En entendant cela, le jeune maître Mo leva la main et l'écarta d'un geste. Plusieurs servantes se retirèrent silencieusement à son signal. Il lança un regard profond à Zhuang Su et, bien qu'un peu inquiet, il partit lui aussi sans dire un mot.
Zhuang Su défit délicatement le pansement superficiel de la femme et, à la vue de l'horrible cicatrice de couteau sur sa poitrine, elle ressentit une profonde tristesse. Ouvrant la trousse de premiers secours, elle soigna soigneusement la plaie. La chaleur qui s'en dégageait enveloppait le corps de la femme d'une brûlure intense. Voyant sa souffrance, Zhuang Su ne put retenir un pincement au cœur. Elle fronça les sourcils et continua de soigner la plaie avec douceur, incapable de décrire les émotions complexes qui l'habitaient.

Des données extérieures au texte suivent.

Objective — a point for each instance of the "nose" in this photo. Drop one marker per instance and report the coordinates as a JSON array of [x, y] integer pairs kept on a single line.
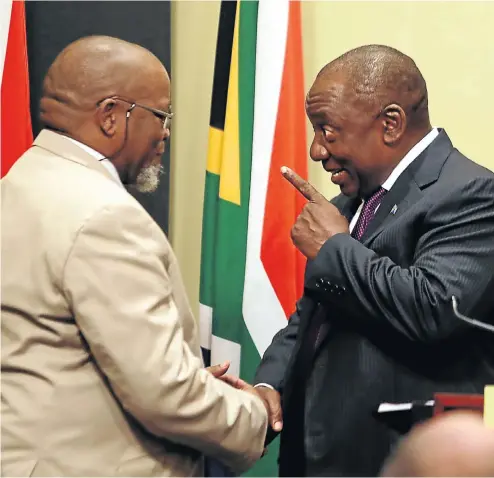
[[166, 133], [318, 151]]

Grâce à ses soins méticuleux, une procédure initialement simple semblait désormais d'une complexité extrême. Le traitement approprié des plaies dès les premiers stades avait permis d'éviter que la blessure, initialement grave, ne s'aggrave. Zhuang Su lui appliqua le médicament spécialement préparé et, voyant que la personne était toujours inconsciente mais hors de danger, elle fut soulagée.
Une fois toutes les blessures de la femme soignées, Zhuang Su s'assit au bord du lit, fixant son visage d'un regard vide, et resta immobile un moment.
Si les événements sont liés à l'Alliance Yi Ye, alors tout s'explique. Devant elle se tenait un visage vaguement familier, mais il la laissa un peu perplexe. À la vue de ce visage pâle, son cœur se serra, sans qu'elle puisse dire si c'était à cause de la blessure de la personne ou simplement de sa présence.
Zhuang Su soupira légèrement, réalisant soudain que les événements d'il y a cinq ans lui paraissaient beaucoup plus proches. Elle n'avait pas cherché à s'enquérir de l'Alliance de la Feuille Unique, peut-être par choix. Parfois, les gens agissent ainsi, se persuadant constamment de leur insouciance, paraissant ainsi détachés de tout, alors qu'ils ne font que s'aveugler volontairement. Puis, soudain, un fragment familier surgit, et les souvenirs affluent instantanément, les submergeant…
Zhuang Su laissa échapper un léger soupir. Il semblait que quelque chose de grave s'était produit au sein de l'Alliance de la Feuille Unique ; ou peut-être… voulait-elle simplement retourner revoir les gens qu'elle connaissait… Mais Zhuang Su ne savait pas comment affronter cet homme en blanc, et chaque fois qu'elle pensait à lui, elle ne pouvait s'empêcher de se demander ce qu'il était devenu, même si elle se répétait qu'elle ne devait pas y penser.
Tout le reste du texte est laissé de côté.